The Tennessee Education Association is on the defensive in the state legislature with some leaders of the new Republican majority pushing an aggressive agenda to undermine the teachers’ union.
Republican lawmakers have filed bills to strip the TEA of its collective bargaining powers, unseat TEA representatives from the teachers’ pension-governing board, and end automatic paycheck withdrawals for membership dues for public employee unions. Another bill would ban labor organizations, including the TEA, from giving to political campaigns.
The bills’ sponsors describe their goals as cost-cutting and altruistic reform of government and politics. But TEA officials contend the legislation is payback for the union’s contributions to Democrats in November’s elections, when Republicans took firm control of the legislature.
“Some of the Republicans are just acting like schoolyard bullies,” said Jerry Winters, the TEA’s lobbyist in Nashville. “They’re trying to make us pay a price for not supporting some of their candidates last fall. Some of the proposals that have been put forth, they don’t have anything to do with education reform. They are just attempts to poke TEA in the eye and to try to silence the collective voice of teachers.
“We did give to a number of Republicans last time, but obviously, it wasn’t enough to satisfy some of their leadership. I think we’ve got more Republican friends than they think. If they viewed that election last year as a mandate to take it out on our children’s teachers, I think they’re wrong. We’ll see as these bills come up, but I think they’ve misjudged the situation.”
Rep. Mike Turner of Old Hickory, the chairman of the House Democratic political caucus, points out that some of the bills also undercut other unions, including the Tennessee State Employees Association.
“The Republicans have declared war on middle-class people, people who get up and go to work every day,” Turner said. “They’re talking about taking rights away from state workers and teachers. It’s an all-out war on the middle class.”
Rep. Glen Casada, R-College Grove, said his bill to end automatic paycheck withdrawals is intended only to save cities and counties the administrative costs. Regarding another of his bills, he said he wants to ban unions’ political contributions because state law already prohibits campaign giving by corporations.
“If the goal is to keep outside money out of politics, then it should apply to unions as well,” Casada said. “However we decide to do it, we should treat corporations and unions the same.”
Rep. Debra Maggart of Hendersonville, Turner’s Republican counterpart in the House, said her bill to repeal the state’s collective bargaining law wouldn’t hurt teacher salaries and would free school boards to spend more time improving classrooms. Teachers in most of the state’s school districts engage in collective bargaining through the TEA to negotiate contracts. But in the 45 districts that don’t, salaries aren’t significantly lower. The TEA represents 55,000 teachers and other educators.
“You’re going to see some of us file some legislation that probably the old guard’s not going to like,” Maggart told the Tennessee Report website. “I think that it’s an opportunity to try to look at things in a different light and try to do what’s best for kids and maybe not focus so much on the interest of the adults.”

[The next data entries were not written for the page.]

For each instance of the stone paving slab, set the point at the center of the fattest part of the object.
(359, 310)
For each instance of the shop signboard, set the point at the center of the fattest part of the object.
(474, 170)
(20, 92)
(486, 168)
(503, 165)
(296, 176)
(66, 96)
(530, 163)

In state legislatures across the country, newly empowered Republicans are backing similar measures against teachers’ organizations, the party’s traditional nemesis in election campaigns. After its successes in last year’s elections, the GOP now controls more state legislative seats than it has in more than 80 years, and it has the majority in both lawmaking chambers in 25 states including Tennessee, according to Education Week.
Republican Gov. Bill Haslam also is preparing to advocate changes that could curtail the power of the TEA. He wants to reduce job protections for teachers and to expand charter schools, which typically are non-union workplaces.
TEA officials met with the governor last week to discuss his proposals. Haslam offered only vague generalities about his plans but did express an openness to hear the union’s own ideas at some point, Winters said. Haslam, who took office on Jan. 15, has yet to name an education commissioner.
Last year, the TEA was forced to concede ground on the state’s tenure law under pressure from then-Gov. Phil Bredesen and both Republicans and Democrats in the legislature. That change in the law, which tied teacher tenure to student test scores for the first time in this state, helped Tennessee win $500 million in President Obama’s Race to the Top competition for innovations in education.
Turner argues it’s a betrayal of the teachers’ union to go back on that deal only a year later.
“They gave up a lot of protections because they thought it was the best thing for Tennessee, and now we’re going to turn around and try to take more protection away from them? Education is going the right way here in Tennessee. We’ve had a bipartisan effort, Republicans and Democrats holding hands going the right way. Now they’re going to draw a wedge right down the line and split it up?
“Democrats are not going along with it. It’ll be a nasty, drawn-out fight,” Turner said, although he concedes that with its large legislative majority, the GOP “can sell the dome off the Capitol.”